Ornithology of extinction proposes quantitative observation and ecological mitigation. To enrich the narrative of ornithology, I propose to write “ornithographies”, or qualitative stories on the political struggles of birdlife in an all-too-human world, and an ecology centered around bird claims.

Paper long abstract:

Ornithologists has been showing for the past few decades that bird populations are dramatically diminishing. They have proposed several explanations for the extinction of birds: the mechanization of agriculture, disappearance of insects, loss of habitat, heat, microwaves… In ornithology, these different parameters are used to model the loss of birdlife, and often solutions proposed against extinction are ecological mitigations.

Taking a stance from multispecies studies and my own fieldwork, I propose that we complete the narrative by following the history of bird extinction in France. If we look at relation between humans and birds in the margins, we learn that past and present forms of agriculture and urban environments are porous: they are locales for multispecies negotiation. In contrast, recent centralization, capitalization, integration in the global economy was accompanied by policies foreclosing human environments, excluding birds, and hence birds started going extinct.

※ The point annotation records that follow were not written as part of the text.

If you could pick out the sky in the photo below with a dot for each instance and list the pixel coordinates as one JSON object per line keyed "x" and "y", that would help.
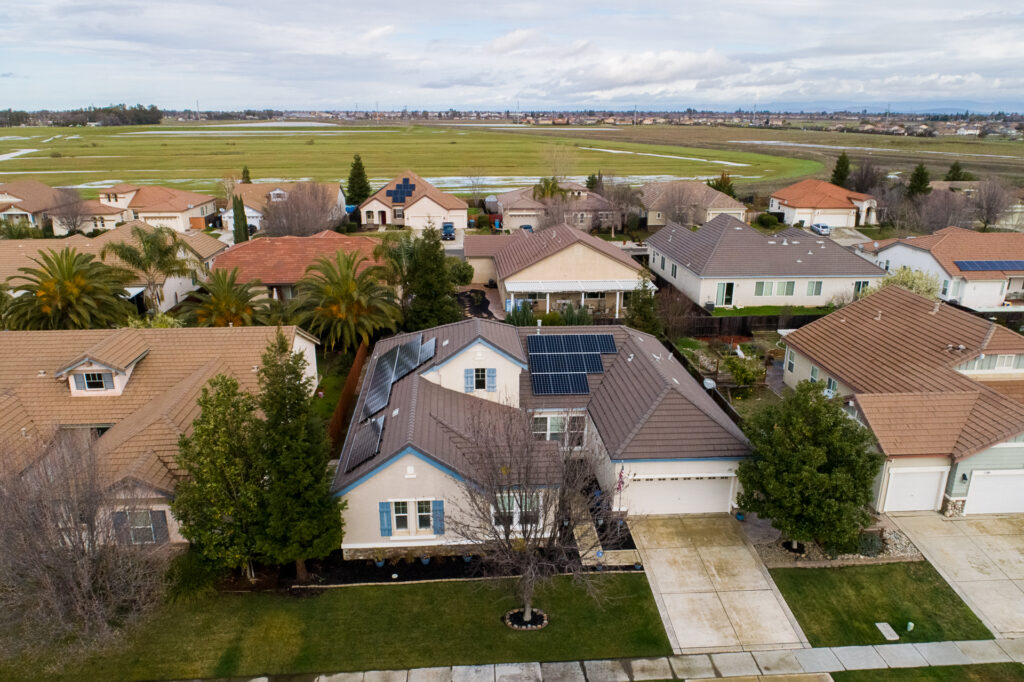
{"x": 552, "y": 54}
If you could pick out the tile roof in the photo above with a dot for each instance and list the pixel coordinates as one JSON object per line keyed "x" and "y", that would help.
{"x": 726, "y": 247}
{"x": 898, "y": 352}
{"x": 818, "y": 194}
{"x": 423, "y": 188}
{"x": 157, "y": 406}
{"x": 644, "y": 406}
{"x": 284, "y": 260}
{"x": 951, "y": 244}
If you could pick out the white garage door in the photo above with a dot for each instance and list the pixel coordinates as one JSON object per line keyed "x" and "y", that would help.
{"x": 995, "y": 493}
{"x": 681, "y": 496}
{"x": 915, "y": 489}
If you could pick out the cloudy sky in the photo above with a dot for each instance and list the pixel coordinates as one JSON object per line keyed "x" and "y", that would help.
{"x": 547, "y": 54}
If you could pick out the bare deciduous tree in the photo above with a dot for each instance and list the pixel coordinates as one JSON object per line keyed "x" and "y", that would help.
{"x": 67, "y": 576}
{"x": 527, "y": 503}
{"x": 309, "y": 208}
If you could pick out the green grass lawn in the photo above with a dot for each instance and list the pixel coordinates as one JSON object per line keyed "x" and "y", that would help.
{"x": 366, "y": 628}
{"x": 985, "y": 673}
{"x": 840, "y": 606}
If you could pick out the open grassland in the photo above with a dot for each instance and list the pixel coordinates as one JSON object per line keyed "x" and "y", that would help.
{"x": 196, "y": 157}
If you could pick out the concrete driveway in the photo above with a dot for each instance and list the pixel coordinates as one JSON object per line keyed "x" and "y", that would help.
{"x": 711, "y": 588}
{"x": 981, "y": 557}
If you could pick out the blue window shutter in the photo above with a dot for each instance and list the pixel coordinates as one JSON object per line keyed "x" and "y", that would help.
{"x": 437, "y": 507}
{"x": 385, "y": 508}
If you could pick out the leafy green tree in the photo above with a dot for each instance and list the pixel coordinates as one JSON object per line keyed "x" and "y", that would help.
{"x": 920, "y": 183}
{"x": 153, "y": 255}
{"x": 223, "y": 301}
{"x": 219, "y": 501}
{"x": 724, "y": 184}
{"x": 241, "y": 224}
{"x": 69, "y": 290}
{"x": 812, "y": 470}
{"x": 345, "y": 306}
{"x": 432, "y": 299}
{"x": 357, "y": 189}
{"x": 642, "y": 310}
{"x": 841, "y": 173}
{"x": 302, "y": 518}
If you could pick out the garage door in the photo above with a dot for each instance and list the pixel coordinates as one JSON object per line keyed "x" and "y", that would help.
{"x": 914, "y": 489}
{"x": 995, "y": 493}
{"x": 680, "y": 496}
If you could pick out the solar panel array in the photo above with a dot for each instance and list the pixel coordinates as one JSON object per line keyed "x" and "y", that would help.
{"x": 559, "y": 363}
{"x": 401, "y": 192}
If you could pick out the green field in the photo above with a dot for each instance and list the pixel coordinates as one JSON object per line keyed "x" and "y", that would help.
{"x": 196, "y": 157}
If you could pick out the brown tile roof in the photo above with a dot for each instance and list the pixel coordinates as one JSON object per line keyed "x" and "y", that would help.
{"x": 894, "y": 347}
{"x": 725, "y": 247}
{"x": 516, "y": 252}
{"x": 284, "y": 260}
{"x": 951, "y": 244}
{"x": 423, "y": 188}
{"x": 158, "y": 405}
{"x": 818, "y": 194}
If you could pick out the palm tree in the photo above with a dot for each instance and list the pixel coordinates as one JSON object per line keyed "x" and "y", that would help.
{"x": 153, "y": 255}
{"x": 345, "y": 306}
{"x": 69, "y": 290}
{"x": 224, "y": 302}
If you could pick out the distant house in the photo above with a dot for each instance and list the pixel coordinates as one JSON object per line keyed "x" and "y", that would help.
{"x": 939, "y": 387}
{"x": 414, "y": 203}
{"x": 553, "y": 267}
{"x": 729, "y": 264}
{"x": 15, "y": 254}
{"x": 279, "y": 262}
{"x": 980, "y": 270}
{"x": 813, "y": 202}
{"x": 136, "y": 390}
{"x": 582, "y": 209}
{"x": 672, "y": 201}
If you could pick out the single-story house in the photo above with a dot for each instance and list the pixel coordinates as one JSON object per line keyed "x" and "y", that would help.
{"x": 279, "y": 262}
{"x": 136, "y": 390}
{"x": 979, "y": 270}
{"x": 728, "y": 263}
{"x": 687, "y": 203}
{"x": 402, "y": 466}
{"x": 554, "y": 267}
{"x": 939, "y": 388}
{"x": 811, "y": 202}
{"x": 411, "y": 201}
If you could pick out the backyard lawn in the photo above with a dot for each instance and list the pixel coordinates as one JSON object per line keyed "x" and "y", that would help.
{"x": 840, "y": 606}
{"x": 367, "y": 628}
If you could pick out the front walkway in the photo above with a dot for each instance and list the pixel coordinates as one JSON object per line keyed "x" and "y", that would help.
{"x": 712, "y": 590}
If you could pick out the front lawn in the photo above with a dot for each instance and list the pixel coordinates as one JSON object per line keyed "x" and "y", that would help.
{"x": 377, "y": 627}
{"x": 840, "y": 606}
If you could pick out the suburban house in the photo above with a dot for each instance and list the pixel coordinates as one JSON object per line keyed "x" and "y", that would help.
{"x": 940, "y": 389}
{"x": 31, "y": 201}
{"x": 686, "y": 202}
{"x": 811, "y": 202}
{"x": 979, "y": 270}
{"x": 411, "y": 201}
{"x": 257, "y": 196}
{"x": 581, "y": 208}
{"x": 279, "y": 262}
{"x": 727, "y": 263}
{"x": 553, "y": 267}
{"x": 15, "y": 254}
{"x": 402, "y": 465}
{"x": 136, "y": 390}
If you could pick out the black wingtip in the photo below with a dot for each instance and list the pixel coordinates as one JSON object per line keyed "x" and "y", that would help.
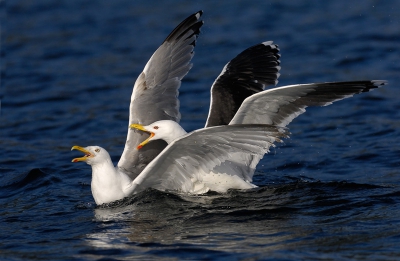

I argue that the narrative of bird extinction accepted in ornithology needs to recognize the profoundly political nature of birdlife. Discussing ornithology with field observation in the French countryside and city, I propose we shift the practice of bird observation and write “ornithography”: looking at birds qualitatively, as political agents with claims, in a political environment that has cut them from negotiations. I argue that if we are willing to shift our viewpoint, bird claims are transparent: that rather than proposing ecological mitigations, we should be struggling with them against a political power that considers them populations and variables rather than living beings we can negotiate with.